The judge then adjourned the matter until Jan. 17 for commencement of trial.
It was reported that though the defendant was on Oct. 7, re-arraigned before Justice Egwuatu on nine-count charge bordering on accepting bribes and other related crimes, she pleaded not guilty to all the charges.
The prosecution counsel, Abba Mohammed, had prayed that the defendant be remanded in prison custody, but the defence counsel, Ola Olanipekun, SAN, informed that a bail application on behalf of his client dated March 18 had already been filed.
Olanipekun had asked the judge to admit her to bail on the grounds of ill-health.
However, the Prosecution Counsel, said the EFCC filed a counter-affidavit rejecting the bail application and a further counter-affidavit, which he said they relied on.
Out correspondent reports that on Sept. 20, 2019, the EFCC, arraigned Taiga in an FCT High Court in Apo, for complicity in the controversial contract Nigeria signed with an Irish firm, Process and Industrial Development Company (P&ID) in 2008.
Taiga, was the third person to be charged by the anti-graft agency.
It would be recalled that the Federal Government arraigned two representatives of the P&ID before a Federal High Court in Abuja on allegations of fraud.
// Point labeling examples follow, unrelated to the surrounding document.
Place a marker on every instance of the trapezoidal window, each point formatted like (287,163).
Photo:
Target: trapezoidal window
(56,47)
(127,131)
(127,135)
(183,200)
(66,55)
Justice I. E. Ekwo of Federal High Court, sitting in Maitama, Abuja sentenced the company, incorporated in British Virgin Island to wind up in Nigeria and its properties, forfeited to the federal government.
Ekwo convicted two directors, Mohammed Kuchazi and Adamu Usman.
Kuchazi and Usman were arraigned on an 11-count charge, bordering on obtaining by false pretence; dealing in petroleum products without appropriate licence; money laundering and failure to register P&ID with the Special Control Unit against Money Laundering (SCUML) as required by law, amounting to economic sabotage against the Nigerian state.
They pleaded guilty to the 11 counts of fraudulent involvement in the contract.
The court in its ruling convicted the suspects and ordered the firm to forfeit all its assets to the Nigerian government.